The PSC’s research lines are committed to studying human suffering, as well as its living conditions today. The preventive perspective and the development of clinical models that can be used in different work situations, especially institutional ones, are principles present in the research carried out in the Program, although we have research lines whose fundamental subject is prevention or the institution.

The PSC holds monthly seminars among the Program’s faculty with a view to improving the educational and scientific project that governs our work. In these meetings, we focus on the network of disciplines offered by our faculty, with the concern of maintaining greater integration between them and between the Program’s research lines and projects.

 

Three (3) Research Lines

Psychoanalysis, suffering and politics

Investigates clinical and social expressions of suffering based on concepts and methods proposed by psychoanalysis. Relating political and discursive conditioning factors, it epistemically and ethically evaluates strategies for transforming suffering in public and private contexts, in institutions and communities, with an emphasis on health. Their research projects involve: the critical examination of clinical procedures with subjects in vulnerable conditions, particularly when referenced by markers of race, class, or gender; the foundation of diagnostic rationales; the study of the social inscription of symptoms and the history of the formation of social pathologies as a way of operating on policies of recognition, subjectivation, and listening. The research aims to mobilize critical social and philosophical theories for the psychoanalytic and political confrontation of the experience of suffering.

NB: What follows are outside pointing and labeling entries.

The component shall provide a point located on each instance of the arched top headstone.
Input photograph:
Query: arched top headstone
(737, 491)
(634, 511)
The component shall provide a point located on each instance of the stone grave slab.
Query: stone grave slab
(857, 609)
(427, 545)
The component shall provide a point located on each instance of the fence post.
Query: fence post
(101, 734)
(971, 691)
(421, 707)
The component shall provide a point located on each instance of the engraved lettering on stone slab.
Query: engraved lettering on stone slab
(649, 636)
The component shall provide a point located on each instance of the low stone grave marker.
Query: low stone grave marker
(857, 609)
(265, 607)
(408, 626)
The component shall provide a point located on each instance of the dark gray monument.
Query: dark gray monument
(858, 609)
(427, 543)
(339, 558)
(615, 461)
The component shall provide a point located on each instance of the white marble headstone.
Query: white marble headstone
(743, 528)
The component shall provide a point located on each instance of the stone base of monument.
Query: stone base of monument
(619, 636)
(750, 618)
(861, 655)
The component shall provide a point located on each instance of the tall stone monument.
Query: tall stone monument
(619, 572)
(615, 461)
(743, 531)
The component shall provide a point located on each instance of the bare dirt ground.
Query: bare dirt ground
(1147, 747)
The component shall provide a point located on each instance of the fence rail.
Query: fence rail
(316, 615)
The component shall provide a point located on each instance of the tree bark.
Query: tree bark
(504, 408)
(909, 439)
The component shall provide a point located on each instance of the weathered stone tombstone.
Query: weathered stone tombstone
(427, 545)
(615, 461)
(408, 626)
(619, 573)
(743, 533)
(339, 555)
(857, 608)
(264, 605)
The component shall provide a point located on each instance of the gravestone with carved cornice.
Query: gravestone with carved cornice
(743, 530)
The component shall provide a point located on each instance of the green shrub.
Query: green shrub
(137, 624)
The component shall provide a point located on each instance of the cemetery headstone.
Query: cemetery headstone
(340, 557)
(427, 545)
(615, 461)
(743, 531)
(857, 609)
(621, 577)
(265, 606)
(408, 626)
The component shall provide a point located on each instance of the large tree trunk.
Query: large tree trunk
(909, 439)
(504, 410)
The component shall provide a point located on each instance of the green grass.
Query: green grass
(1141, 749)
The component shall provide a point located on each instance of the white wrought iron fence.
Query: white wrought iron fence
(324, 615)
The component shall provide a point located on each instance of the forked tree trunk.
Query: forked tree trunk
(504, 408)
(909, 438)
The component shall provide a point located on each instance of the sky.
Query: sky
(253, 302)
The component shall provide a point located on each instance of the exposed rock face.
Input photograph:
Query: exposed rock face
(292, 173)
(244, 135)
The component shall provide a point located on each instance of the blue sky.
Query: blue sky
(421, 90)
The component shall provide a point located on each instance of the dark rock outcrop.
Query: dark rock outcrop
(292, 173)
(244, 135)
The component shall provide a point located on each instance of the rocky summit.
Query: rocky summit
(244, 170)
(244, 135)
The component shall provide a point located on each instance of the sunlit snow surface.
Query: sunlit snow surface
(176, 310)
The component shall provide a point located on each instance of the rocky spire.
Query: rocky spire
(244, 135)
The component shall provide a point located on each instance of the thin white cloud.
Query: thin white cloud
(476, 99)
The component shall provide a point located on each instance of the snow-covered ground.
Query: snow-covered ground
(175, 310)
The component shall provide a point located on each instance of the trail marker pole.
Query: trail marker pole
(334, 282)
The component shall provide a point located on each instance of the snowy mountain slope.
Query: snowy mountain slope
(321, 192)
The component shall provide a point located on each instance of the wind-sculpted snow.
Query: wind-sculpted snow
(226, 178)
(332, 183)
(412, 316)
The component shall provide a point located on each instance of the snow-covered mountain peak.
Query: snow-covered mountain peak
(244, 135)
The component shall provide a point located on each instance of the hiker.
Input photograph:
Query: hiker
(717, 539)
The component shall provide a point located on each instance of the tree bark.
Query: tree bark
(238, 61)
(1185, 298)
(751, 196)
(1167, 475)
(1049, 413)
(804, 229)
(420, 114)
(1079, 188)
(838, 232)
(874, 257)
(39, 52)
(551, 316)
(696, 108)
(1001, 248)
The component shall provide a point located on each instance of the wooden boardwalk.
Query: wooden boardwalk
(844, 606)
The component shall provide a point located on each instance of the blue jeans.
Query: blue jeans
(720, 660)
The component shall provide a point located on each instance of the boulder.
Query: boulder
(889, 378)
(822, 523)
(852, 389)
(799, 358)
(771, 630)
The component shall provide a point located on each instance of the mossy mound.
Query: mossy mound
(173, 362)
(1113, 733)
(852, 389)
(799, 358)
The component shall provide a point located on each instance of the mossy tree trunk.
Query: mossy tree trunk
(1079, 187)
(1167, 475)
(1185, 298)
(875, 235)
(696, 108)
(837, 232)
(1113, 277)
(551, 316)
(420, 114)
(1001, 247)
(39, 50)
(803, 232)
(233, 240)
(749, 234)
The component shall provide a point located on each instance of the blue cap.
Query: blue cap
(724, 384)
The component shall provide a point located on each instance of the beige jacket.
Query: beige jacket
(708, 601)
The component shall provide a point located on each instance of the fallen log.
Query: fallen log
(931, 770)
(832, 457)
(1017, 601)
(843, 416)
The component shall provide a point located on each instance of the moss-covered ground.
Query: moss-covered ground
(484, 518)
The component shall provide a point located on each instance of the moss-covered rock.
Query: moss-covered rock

Teachers: Aline Souza Martins, Christian Ingo Lenz Dunker, Gabriel Inticher Binkowski, Ivan Ramos Estevão, Maria Lívia Tourinho Moretto, Mayra Moreira Xavier Castellani e Miriam Debieux Rosa

 

Psychoanalysis, trauma, and attachments

Investigates contemporary subjectivities – their production, the traumas to which they are subjected, and the suffering resulting from them – in the context of their environment and their bonds, seeking the development and improvement of clinical devices supported by an ethics of care. The focus is not only on individual clinical work, but also on clinical work with couples, families, groups, and institutions. There are six privileged research areas: (1) understanding intersubjective interactions and the constitutive bonds of the human being; (2) understanding traumatic events in their interface with subjective and relational constitution; (3) investigating contemporary productions of psychic suffering based on the articulation between discourses and social practices and their intersectionalities of gender, class, and race; (4) developing and improving care devices and new social and clinical technologies; (5) history and epistemology of psychoanalysis, in order to contribute to the understanding of its transformations in contemporary times; (6) teamwork and interdisciplinarity of clinical work in health facilities, schools, legal institutions, and social assistance institutions.

Teachers: Daniel Kupermann, Danielly Passos de Oliveira, Isabel Cristina Gomes, Marina Ferreira da Rosa Ribeiro e Pablo de Carvalho Godoy Castanho.

 

Clinical Interventions in Mental Health: Diagnosis, Therapeutic Action, and Prevention

Investigates clinical intervention using different methodologies and in diverse contexts, seeking the development of diagnostic, intervention, and prevention procedures for the care and preservation of human mental health. Its privileged research fields include: 1. Psychological assessment through projective, expressive, perceptive, and neuropsychological procedures. 2. Individual clinical interventions, in families, institutions, and social groups. 3. Short- and medium-term treatments and evaluation of psychotherapies. 4. Evaluation and implementation of preventive interventions in dialogue with public policies.

Teachers: Andrés Eduardo Aguirre Antúnez, Francisco Lotufo Neto, Leila Cury Tardivo, Márcia Helena da Silva Melo e Renatha El Rafihi Ferreira.